なので、バイク屋さんから自宅まではドキドキしながら慎重な運転で(直立状態である事を意識しつつ)何とか帰宅したとしましょう。
しばらくドキドキしなから乗るのは精神衛生上好ましくないので、何とかしてタイヤ表面の『超滑る物質』を洗い流したり削り取ったりできないものか……。
1度でも新品タイヤで怖い思いをしたり転倒してしまった経験があればそう思うのは自然な事です。
この『乗らずに皮むきする方法』ですが、一応可能です。
しかも世の中には何種類かの皮むき方法があったりします。
以下はそれぞれの方法のメリットとデメリットの比較検証です!
クレンザーで洗い流す!
効能:ある程度有効。
タワシに台所用クレンザーを付けてゴシゴシ擦る方法で、タイヤ表面にあるワックスを擦り落とす事は可能です。
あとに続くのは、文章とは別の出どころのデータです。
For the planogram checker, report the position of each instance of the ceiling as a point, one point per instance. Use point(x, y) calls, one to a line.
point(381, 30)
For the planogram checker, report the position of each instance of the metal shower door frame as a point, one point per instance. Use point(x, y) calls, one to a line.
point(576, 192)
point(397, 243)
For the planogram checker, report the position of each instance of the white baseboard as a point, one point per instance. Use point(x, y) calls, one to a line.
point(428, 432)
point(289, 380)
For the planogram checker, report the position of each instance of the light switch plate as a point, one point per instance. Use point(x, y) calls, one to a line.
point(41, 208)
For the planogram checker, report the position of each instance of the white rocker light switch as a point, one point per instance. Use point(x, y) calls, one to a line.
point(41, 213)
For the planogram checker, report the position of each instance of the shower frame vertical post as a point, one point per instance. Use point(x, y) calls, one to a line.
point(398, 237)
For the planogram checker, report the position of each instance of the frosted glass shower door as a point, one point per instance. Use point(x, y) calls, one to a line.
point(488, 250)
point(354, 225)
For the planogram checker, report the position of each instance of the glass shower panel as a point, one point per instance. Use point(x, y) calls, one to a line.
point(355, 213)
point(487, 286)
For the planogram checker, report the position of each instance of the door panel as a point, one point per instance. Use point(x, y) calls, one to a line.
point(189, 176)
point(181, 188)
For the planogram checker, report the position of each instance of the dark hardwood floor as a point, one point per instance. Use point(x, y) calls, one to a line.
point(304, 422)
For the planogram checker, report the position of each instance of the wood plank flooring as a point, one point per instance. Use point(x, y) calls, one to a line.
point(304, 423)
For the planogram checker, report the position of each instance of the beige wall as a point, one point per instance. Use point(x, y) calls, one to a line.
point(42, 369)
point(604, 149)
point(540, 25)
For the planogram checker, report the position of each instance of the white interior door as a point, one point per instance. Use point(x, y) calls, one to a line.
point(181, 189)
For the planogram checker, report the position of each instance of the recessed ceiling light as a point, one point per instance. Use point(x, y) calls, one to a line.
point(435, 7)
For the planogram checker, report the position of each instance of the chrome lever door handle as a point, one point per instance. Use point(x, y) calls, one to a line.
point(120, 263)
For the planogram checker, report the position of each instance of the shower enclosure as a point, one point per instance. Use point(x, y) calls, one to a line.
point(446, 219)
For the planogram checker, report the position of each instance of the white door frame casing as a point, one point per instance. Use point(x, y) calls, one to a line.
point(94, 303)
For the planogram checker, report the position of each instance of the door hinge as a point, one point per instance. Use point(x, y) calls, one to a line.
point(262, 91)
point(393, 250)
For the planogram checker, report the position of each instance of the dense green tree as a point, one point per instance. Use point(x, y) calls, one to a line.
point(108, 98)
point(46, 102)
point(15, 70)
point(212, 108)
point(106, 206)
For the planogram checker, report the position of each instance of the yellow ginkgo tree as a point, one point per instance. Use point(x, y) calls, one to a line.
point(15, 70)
新品タイヤは表面が水を弾きますが、クレンザーで洗う事で水を弾かなくなります。
洗い落せた証拠ですね!
弱点はタイヤに含まれる油分などの有効成分も洗い流してしまう事。
あまり影響するとは思えませんが、デメリットと言えばデメリットでしょう。
あと、けっこうメンドクサイ。
パーツクリーナーで洗い流す!
効能:ある程度有効(だけどオススメしません)。
ウエスなどにパーツクリーナーを吹きかけてタイヤ表面を拭くという方法。
これもゴシゴシ擦るとタイヤ表面にあるワックスを擦り落とす事は可能です。
拭き取った布がまっ茶色になるのでビビるかもしれませんが、洗い落せた証拠ですね!
水も弾かなくなります。
弱点はタイヤに含まれる油分などの有効成分をクレンザーの比じゃない勢いで洗い流してしまう事。
思いっきり脱脂している事になるので、タイヤに染み込むとトレッドゴムに悪影響があるかもしれません。
というか多分影響あります。
タイヤメーカーでも明確に「油脂類を付着させるな」と謳っているはずです。
メーカーがダメと言っている事もあり、オススメはできません。
特にタイヤに直接パーツクリーナーを吹きかけたり、ダラダラ垂れるほど激しく濡らしたりすると、どんな事が起こるのか想像も付きません。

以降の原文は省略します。